Alternatives Considered

Eagerly load all parsers at startup

  • Pros: Simpler initialization; no first-use latency.
  • Cons: Adds non-trivial startup latency for users whose repos are single-language, which is the common case.
  • Decision: Rejected.

Use a single multi-language parser like Semgrep or Sourcegraph's Comby

  • Pros: One dependency instead of seven.
  • Cons: Each adds a heavy native dependency and mismatches the existing tree-sitter investment in package.json. Tree-sitter is also closer to language-native AST shape, which yields more accurate signatures.
  • Decision: Rejected.

Spawn an external parsing service per language

  • Pros: Process isolation; language-native parsers can be reused.
  • Cons: Complicates deployment, breaks the stateless server model, and adds IPC overhead disproportionate to the value.
  • Decision: Rejected.

Defer multi-language support indefinitely; document TS/JS-only as a feature gap

  • Pros: Lowest immediate effort.
  • Cons: Polyglot drift detection is core to the documcp value proposition, and ADR-014 has just removed the LLM fallback that was implicitly compensating.
  • Decision: Rejected.

Consequences

Positive

  • Drift detection works across all declared languages.
  • Adding a language becomes a small, well-defined contribution (good first issue territory).
  • Slight startup-time win because parsers are not loaded eagerly.
  • Signature extraction becomes language-agnostic at the call site.
  • AST coverage compensates for the removal of LLM-based semantic analysis (ADR-014).

Negative

  • Signature extraction quality varies across languages because tree-sitter grammars differ in maturity and completeness.
  • Some idioms (e.g., decorators in Python, generics in Rust) need language-specific handling that complicates the uniform API.
  • The SignatureSet type may need optional language-specific extensions over time.

Risks and Mitigations

  • Risk: tree-sitter native bindings may fail to install on uncommon platforms.
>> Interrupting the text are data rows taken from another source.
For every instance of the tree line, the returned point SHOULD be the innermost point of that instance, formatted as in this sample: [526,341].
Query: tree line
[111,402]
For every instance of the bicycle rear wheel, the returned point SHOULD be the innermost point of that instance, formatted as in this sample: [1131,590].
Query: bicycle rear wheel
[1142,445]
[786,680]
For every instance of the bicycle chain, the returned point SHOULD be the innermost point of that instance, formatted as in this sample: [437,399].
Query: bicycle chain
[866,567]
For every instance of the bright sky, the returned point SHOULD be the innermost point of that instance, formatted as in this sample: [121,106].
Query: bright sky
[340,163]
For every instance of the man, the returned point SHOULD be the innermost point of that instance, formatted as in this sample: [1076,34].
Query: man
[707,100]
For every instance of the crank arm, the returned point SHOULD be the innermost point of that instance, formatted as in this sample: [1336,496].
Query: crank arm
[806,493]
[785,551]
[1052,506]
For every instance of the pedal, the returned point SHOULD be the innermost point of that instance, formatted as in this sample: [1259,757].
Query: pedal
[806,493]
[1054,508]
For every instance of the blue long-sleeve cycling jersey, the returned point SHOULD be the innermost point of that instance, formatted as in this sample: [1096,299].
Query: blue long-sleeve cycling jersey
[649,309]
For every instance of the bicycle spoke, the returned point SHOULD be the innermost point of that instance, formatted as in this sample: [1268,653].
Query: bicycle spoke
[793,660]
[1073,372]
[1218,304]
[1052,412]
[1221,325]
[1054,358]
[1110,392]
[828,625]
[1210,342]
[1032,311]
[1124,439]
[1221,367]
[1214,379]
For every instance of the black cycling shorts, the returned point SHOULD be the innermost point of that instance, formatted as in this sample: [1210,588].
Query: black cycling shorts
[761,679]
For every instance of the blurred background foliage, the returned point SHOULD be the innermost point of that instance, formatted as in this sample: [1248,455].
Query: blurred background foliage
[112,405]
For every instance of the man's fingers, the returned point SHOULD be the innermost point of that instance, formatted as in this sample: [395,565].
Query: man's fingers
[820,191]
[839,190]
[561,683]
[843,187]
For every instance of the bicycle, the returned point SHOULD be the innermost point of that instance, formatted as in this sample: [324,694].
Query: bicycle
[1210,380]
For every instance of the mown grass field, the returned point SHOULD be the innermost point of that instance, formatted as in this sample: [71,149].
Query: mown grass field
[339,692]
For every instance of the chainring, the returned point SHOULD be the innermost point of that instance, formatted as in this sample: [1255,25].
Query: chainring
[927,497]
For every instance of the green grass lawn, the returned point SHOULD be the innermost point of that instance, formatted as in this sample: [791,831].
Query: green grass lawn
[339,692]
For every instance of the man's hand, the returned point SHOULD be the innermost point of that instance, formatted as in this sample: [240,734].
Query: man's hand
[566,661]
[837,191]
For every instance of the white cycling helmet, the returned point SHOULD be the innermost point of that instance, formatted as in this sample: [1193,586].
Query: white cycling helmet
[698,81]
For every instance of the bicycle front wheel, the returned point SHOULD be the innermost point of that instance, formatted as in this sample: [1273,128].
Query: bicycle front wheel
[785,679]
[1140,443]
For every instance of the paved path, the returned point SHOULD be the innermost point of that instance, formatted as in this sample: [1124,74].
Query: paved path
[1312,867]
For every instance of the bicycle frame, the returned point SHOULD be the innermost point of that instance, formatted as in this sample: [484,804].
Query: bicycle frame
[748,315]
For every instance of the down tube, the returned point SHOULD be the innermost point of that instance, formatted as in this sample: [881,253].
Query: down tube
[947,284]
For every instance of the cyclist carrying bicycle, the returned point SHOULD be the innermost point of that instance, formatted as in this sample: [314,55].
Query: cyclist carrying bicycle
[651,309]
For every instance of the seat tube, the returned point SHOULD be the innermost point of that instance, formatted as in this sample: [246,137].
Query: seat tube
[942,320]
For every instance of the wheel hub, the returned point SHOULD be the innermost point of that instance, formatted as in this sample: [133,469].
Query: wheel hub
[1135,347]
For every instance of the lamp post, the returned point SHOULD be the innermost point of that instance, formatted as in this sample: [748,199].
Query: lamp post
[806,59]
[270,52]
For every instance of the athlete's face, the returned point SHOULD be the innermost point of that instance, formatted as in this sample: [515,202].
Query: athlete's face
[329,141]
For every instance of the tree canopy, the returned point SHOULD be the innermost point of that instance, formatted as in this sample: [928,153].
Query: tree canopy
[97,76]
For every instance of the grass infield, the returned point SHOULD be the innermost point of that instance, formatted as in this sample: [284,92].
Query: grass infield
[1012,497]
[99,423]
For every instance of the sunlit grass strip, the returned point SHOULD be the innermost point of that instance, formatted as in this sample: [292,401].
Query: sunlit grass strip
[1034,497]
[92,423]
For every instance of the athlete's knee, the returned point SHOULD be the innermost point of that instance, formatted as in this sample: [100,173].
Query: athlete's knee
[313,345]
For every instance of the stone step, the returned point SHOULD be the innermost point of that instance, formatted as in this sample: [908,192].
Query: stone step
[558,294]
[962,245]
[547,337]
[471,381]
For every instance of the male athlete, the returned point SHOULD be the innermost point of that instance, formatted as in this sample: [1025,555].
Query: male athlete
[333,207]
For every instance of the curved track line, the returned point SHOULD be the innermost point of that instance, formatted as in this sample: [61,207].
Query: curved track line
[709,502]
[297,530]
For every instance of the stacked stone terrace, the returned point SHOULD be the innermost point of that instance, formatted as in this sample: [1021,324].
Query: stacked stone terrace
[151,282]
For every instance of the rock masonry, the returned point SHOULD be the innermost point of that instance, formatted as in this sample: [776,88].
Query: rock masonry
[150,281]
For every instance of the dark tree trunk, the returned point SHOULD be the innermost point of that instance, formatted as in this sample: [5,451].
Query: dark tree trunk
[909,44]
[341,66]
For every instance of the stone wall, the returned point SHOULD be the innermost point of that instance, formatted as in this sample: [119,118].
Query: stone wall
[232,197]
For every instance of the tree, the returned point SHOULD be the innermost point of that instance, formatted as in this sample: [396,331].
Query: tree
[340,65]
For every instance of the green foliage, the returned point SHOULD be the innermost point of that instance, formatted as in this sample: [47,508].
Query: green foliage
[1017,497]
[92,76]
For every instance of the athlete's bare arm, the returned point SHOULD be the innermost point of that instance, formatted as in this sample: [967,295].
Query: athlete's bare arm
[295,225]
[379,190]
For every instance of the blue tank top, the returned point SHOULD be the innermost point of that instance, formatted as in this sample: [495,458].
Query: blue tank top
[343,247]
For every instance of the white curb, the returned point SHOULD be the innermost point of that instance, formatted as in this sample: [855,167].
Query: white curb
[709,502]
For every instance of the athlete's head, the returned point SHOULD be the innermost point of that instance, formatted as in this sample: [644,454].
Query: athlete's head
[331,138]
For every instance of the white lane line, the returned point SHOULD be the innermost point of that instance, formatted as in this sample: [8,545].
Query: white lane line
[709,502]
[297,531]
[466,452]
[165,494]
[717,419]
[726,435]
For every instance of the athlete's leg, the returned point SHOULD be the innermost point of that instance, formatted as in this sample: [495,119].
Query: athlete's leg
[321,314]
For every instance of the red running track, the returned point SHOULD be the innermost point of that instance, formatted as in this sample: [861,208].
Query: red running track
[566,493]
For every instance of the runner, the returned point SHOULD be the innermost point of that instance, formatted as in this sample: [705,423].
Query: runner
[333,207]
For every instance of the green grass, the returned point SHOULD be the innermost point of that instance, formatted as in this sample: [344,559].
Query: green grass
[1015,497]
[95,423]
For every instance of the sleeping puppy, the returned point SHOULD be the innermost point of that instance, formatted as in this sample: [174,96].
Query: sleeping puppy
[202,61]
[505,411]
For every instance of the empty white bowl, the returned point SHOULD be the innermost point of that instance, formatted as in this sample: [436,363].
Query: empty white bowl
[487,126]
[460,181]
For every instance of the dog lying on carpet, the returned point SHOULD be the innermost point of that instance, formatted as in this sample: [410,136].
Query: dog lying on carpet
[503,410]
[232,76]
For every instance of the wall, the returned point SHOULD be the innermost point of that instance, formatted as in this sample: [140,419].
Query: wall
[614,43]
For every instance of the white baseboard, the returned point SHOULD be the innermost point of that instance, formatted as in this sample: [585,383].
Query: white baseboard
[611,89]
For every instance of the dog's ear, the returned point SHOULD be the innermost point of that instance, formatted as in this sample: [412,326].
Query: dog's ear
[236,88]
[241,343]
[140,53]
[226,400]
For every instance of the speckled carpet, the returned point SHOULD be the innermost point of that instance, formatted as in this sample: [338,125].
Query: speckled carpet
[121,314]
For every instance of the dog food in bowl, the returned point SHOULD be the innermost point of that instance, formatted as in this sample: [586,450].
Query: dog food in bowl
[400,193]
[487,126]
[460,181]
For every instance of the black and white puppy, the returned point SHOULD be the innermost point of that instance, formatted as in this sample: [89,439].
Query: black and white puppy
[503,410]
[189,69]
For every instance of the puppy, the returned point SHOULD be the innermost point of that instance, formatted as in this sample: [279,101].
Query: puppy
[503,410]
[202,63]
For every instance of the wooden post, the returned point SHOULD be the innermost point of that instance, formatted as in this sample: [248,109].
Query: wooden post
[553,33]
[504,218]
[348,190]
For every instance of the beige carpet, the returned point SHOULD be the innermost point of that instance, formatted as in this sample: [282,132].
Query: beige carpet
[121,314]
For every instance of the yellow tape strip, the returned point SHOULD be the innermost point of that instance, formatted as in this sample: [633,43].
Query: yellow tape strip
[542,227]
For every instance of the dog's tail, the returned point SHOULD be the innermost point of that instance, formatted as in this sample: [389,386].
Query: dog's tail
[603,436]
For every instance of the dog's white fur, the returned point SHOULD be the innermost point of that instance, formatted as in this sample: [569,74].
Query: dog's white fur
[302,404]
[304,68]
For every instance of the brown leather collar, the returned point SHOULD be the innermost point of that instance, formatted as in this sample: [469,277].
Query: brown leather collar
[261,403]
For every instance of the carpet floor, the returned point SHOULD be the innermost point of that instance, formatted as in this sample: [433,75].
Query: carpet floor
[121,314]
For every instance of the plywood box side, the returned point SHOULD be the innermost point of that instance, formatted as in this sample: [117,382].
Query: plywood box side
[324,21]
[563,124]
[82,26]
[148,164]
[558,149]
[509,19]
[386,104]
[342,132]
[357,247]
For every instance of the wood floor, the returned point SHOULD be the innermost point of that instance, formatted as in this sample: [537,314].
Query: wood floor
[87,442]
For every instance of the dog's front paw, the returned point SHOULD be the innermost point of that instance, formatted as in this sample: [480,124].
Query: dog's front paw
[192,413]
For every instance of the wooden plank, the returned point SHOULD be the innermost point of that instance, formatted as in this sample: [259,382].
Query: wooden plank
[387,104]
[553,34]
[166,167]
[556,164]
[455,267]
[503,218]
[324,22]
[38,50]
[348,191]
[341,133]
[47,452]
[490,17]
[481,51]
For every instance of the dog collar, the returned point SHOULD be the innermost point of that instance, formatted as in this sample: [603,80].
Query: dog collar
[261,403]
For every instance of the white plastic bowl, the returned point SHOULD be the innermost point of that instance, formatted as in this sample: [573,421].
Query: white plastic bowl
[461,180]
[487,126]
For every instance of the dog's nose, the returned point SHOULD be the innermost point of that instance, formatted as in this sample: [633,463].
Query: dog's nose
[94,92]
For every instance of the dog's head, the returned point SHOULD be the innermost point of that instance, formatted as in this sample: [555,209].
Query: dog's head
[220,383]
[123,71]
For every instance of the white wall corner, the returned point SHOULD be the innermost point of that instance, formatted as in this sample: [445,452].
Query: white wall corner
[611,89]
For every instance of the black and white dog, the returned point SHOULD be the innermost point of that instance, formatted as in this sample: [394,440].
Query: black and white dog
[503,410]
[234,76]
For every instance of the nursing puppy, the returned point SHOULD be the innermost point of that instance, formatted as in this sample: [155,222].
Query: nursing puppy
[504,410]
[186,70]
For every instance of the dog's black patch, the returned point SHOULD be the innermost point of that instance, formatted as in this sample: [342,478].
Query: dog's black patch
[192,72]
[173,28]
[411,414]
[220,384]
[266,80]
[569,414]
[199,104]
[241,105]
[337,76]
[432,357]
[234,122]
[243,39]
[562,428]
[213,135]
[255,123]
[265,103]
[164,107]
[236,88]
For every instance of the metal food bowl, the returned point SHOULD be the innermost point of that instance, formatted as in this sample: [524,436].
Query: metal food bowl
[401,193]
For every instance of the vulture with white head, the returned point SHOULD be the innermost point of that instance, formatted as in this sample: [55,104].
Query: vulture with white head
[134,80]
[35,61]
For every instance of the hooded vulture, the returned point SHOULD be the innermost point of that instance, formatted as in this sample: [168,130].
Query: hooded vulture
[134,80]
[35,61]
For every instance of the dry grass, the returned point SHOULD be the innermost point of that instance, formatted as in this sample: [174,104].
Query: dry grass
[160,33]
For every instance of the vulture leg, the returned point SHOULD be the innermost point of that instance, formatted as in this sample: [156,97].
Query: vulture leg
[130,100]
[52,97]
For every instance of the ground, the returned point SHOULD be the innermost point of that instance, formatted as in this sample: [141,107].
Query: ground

Mitigation: Graceful fallback to structural-only mode and clear error messaging.
  • Risk: Parser version drift across the seven tree-sitter-* packages. Mitigation: Pinned versions in package.json and a Dependabot allowlist (see issue #117).
  • Risk: Memory growth from caching seven parsers in long-running servers. Mitigation: Lazy loading (parsers only cached after first use) and a documented optional release/reset hook for hosts that care.

Implementation Tracking

Evidence

  • package.json runtime dependencies declare tree-sitter-bash, tree-sitter-go, tree-sitter-java, tree-sitter-javascript, tree-sitter-python, tree-sitter-ruby, tree-sitter-rust, tree-sitter-typescript, tree-sitter-yaml, and web-tree-sitter; only TS/JS are exercised today.
  • CLAUDE.md, Phase 3 limitations: "Tree-sitter initialization currently simplified (focuses on TypeScript/JavaScript)".
  • src/utils/ast-analyzer.ts: imports @typescript-eslint/typescript-estree and uses it as the primary path; tree-sitter integration is stubbed.
  • src/utils/drift-detector.ts: consumes whatever ast-analyzer returns and would benefit directly from broader language coverage.
  • ADR-014: removes the LLM hybrid path that previously compensated for missing language coverage.
  • tree-sitter project documentation: reference for grammar maturity (TS/JS/Python/Go are stable; Rust/Java/Ruby/Bash are usable; YAML is auxiliary).